Não é de hoje a ideia de que no Brasil predomina uma cultura política conservadora. Os políticos tradicionais dela sempre tiraram inspiração para seus programas e discursos. Mas o assunto ganhou fôlego quando a direita radical, em ascensão, alçou a segurança pública, assim como os valores e comportamentos privados, para o primeiro plano da disputa com os progressistas.
Baseado em pesquisas dos últimos 15 anos, o Instituto Ipsos-Ipec vem medindo, desde 2010, a força da disposição conservadora na população brasileira —um traço cuja existência poucos contestam.
Para tanto, criou o ICB (Índice do Conservadorismo Brasileiro), que agrega respostas a cinco questões que se destacam no debate público e discriminam tanto visões sobre a ordem pública como atitudes em relação a diferenças de comportamento na vida privada. São elas: prisão perpétua para crimes hediondos; redução da maioridade penal; pena de morte; casamento homoafetivo; legalização do aborto.

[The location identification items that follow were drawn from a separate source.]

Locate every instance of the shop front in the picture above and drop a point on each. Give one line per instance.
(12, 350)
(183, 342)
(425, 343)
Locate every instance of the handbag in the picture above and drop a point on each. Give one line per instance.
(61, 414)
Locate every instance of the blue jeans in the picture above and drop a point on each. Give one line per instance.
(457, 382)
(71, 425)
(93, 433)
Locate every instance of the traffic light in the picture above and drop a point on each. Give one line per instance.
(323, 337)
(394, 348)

A mais notável conclusão do estudo é que o índice pouco variou entre 2010, quando foi calculado pela primeira vez, e sua última edição, recém-divulgada, a comprovar que capta efetivamente dimensões de uma cultura política enraizada, não só opiniões circunstanciais.
As mudanças —ligeiras— seguiram diferentes direções. De um lado, caiu o apoio ao casamento homoafetivo, ou seja, aumentou a intolerância. De outro, caiu o percentual dos favoráveis à pena de morte, hoje superados por aqueles que se lhe opõem. Sete em dez brasileiros são a favor da prisão perpétua para crimes hediondos; quase a mesma proporção aprova a redução da maioridade penal e três em quatro são contra a legalização do aborto.
Em resumo, o valor atual do ICB continua elevado. Quando se usa essa métrica, praticamente 49% dos entrevistados exibem alto nível de conservadorismo, 44% ocupam posição intermediária, mais para conservadora, e apenas 8% podem ser considerados progressistas. Há mínimas diferenças por sexo, idade, região, renda, escolaridade, tamanho de município e religião —evangélicos, por exemplo, são só ligeiramente mais conservadores que católicos. No conjunto, porém, o conservadorismo, mais para o puro ou mais para o brando, predomina amplamente.
Esse é o terreno onde rola o jogo da política, onde partidos disputam simpatizantes, ativistas e, sobretudo, votos. Ali é inegável a vantagem dos que jogam do meio do campo para a direita. Disso é demonstração clara a composição dos governos locais; das Câmaras de Vereadores; das Assembleias Legislativas e do Congresso Nacional. Neles a direita sempre dominou a partida —muito antes que as emendas parlamentares reforçassem o caixa dos partidos e das prefeituras.
Mas a estabilidade do ICB, ao longo do tempo, mostra também que a presença de uma cultura política conservadora não impediu a vitória de coalizões de centro-esquerda em âmbito nacional. Em 2010, 2014 e 2022, pelo menos uma parcela dos brasileiros portadores de atitudes conservadoras votou nos candidatos presidenciais do PT, atraídos por outros apelos mais fortes. De toda forma, o predomínio do conservadorismo no eleitorado é um freio para o que se pode dizer nas campanhas e o que se pode fazer no governo.